Son kalan gücümle üç taş atımı uzaklıkta olan Tabak emmimin tarlasındaki ahlat ağacına varmak istiyordum. Üstü karla kaplandığından büyük bir mantar gibi görünü-yordu ahlat ağacı. Geçen yaz, okulların açılmasına yakın bir zamanda sürüden ayrılan koç ve tekeleri güderken, yaşıt üç emmi oğluyla birlikte onun dibine gelmiştik. Ağacın üstüne çıkıp ahlat yemiştik. Salladığımız dallardan düşenleri de koçlarla tekeler yemişti. Yere indiğimde, karagözlü koçuma ellerimle ahlat yedirmiştim.
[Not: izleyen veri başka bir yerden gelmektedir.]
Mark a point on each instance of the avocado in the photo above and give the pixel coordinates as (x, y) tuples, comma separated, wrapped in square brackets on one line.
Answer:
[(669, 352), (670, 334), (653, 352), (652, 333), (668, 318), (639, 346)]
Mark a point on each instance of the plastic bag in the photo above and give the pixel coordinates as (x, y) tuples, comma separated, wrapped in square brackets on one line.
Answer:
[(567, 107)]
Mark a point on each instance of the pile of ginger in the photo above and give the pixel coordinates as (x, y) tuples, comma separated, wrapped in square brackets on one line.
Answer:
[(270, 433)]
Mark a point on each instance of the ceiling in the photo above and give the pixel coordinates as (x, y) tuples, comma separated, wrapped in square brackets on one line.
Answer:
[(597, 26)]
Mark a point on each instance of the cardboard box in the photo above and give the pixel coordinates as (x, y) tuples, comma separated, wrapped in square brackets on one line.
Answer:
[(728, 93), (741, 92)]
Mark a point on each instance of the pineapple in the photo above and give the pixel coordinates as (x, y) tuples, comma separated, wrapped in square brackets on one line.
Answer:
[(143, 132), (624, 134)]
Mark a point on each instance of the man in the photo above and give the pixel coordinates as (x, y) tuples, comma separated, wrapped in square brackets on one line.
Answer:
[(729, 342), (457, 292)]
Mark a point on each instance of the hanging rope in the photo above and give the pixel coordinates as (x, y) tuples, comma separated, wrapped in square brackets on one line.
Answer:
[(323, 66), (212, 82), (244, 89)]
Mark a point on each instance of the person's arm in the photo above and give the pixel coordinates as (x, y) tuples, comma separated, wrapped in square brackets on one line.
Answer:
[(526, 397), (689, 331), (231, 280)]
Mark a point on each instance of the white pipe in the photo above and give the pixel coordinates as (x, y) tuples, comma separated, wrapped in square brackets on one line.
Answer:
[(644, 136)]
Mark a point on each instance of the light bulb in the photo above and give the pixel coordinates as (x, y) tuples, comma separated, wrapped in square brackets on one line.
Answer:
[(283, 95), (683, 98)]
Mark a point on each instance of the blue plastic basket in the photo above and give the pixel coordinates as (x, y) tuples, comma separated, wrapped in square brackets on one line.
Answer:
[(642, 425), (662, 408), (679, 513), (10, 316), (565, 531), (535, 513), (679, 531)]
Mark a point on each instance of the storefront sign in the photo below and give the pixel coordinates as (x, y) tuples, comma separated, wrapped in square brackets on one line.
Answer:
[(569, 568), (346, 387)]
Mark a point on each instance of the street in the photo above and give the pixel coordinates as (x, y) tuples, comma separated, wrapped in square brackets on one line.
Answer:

"Ah!..Karagözlü koçum yanımda olsaydı ne iyi olurdu...Kurtları yaklaştırmazdı. Öyle bir tos vururdu ki, kurtların beyinlerini parçalardı. Ya da bellerini kırardı...Burmalı boynuzlarıyla hınzır kurtlara aman vermezdi. Üstüne binerdim. Ellerimi tüylerinin içine sokardım. Dizilerimi de böğrüne dayardım. Karagözlü koçum sıcak olduğu için hiç üşümezdim..."

Isınır gibi oldum.

Belova'ya varınca, karabaşlarım gibi karagözlü koçumu da seveceğim. Arpa vereceğim. Koçumuzun gözlerinin etrafı siyahtı. Hepsi yağ olan geniş kuyruğunun ucu siyahtı. Bir de, önayaklarının tırnak üstleri öyleydi. Gerisi aktı. Yıkadığımızda apapak olurdu. Beş altı kıvrımlı grimsi boynuzları vardı. Karagözlü koçumuz kocamandı. Sırtına binerdim. Ne bulursam yedirirdim. Avucuma tuz koyar yalatırdım. Yanımdan hiç ayrılmazdı. Bizim karagözlü koçtan daha dövüşken koç yoktu. Bütün koçları yenerdi...Geçen yaz koyun otlatan büyüklerin işi olduğunda, emmi oğullarıyla birlikte birkaç defa yakın yerlerde koyun güderken koçumu; burçak, nohut ve arpa tarlalarına sokuvermiştim. Öbür çocuklar da kendi koçlarını sokmuşlardı.

"Bir daha elin tarlasına koç sokmayacağım Allah'ım..."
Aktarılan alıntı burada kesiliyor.